Health Center-Based Medical-Legal Partnerships: Where They Are, How They Work, and How They are Funded

Williamson A, Trott J, Regenstein M
Publication Year: 2018
Patient Need Addressed: Other
Population Focus: Medicaid beneficiaries, Vulnerable/disadvantaged
Intervention Type: Partnership
Type of Literature: Grey
Abstract

The integration of legal services in health centers through MLP has the potential to resolve some of the most intractable social problems that our nation’s vulnerable and underserved patients face. Health centers represent the fastest growing sector for MLP adoption across the healthcare system; the number of health centers operating MLPs in 2016 represents nearly double the number in 2014. Today, 113 health centers operate MLPs, and 38 additional health centers are planning new MLPs. This issue brief from the National Center for Medical-Legal Partnership describes how and where these partnerships operate, and how state primary care associations are supporting these programs. It also discusses how health-center based medical-legal partnerships are financed, with a spotlight on four states that integrate financing for legal services in Medicaid payment arrangements.

Insights Results

Overview of model

  • Medical-legal partnerships (MLPs) embed legal professionals in healthcare organizations to address unmet civil legal needs, including health insurance/public benefit denials, substandard housing conditions, unmet educational accommodations for children with special needs
  • Health centers with MLPs typically partner with a local civil legal aid organization or law school to provide legal services to patients with health-harming social needs at the health center free of charge.
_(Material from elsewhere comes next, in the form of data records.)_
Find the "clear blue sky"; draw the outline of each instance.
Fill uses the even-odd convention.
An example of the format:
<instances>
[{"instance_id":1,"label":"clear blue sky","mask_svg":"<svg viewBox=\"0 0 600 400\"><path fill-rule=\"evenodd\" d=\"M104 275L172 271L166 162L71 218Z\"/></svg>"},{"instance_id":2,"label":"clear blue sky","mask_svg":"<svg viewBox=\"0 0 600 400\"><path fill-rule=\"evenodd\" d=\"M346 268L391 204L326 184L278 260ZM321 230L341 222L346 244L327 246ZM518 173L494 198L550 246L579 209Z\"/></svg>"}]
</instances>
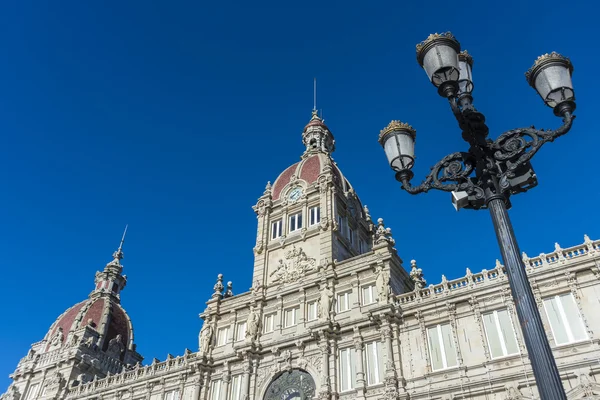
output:
<instances>
[{"instance_id":1,"label":"clear blue sky","mask_svg":"<svg viewBox=\"0 0 600 400\"><path fill-rule=\"evenodd\" d=\"M237 293L251 285L251 206L302 153L315 76L334 157L405 266L417 259L431 283L492 268L487 211L401 191L377 143L391 119L411 123L418 178L466 149L415 60L432 32L451 30L473 54L493 137L558 126L523 73L542 53L571 57L577 121L536 156L540 184L511 215L530 255L600 238L597 10L584 3L3 2L0 392L86 298L127 223L122 301L139 351L197 349L217 273Z\"/></svg>"}]
</instances>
Health center staff systematically screen patients, either using paper screeners or an EHR, for unmet social needs during clinical appointments
  • Some health centers are using PRAPARE to screen for social determinants. When an unmet need is identified, the patient is referred to in-house services. Primary care associations can convene organizations to support the growth of MLPs in states. In 2016, they were actively involved in 9 states (HI, IA, MI, MO, MT, NC, OK, PA, and TX)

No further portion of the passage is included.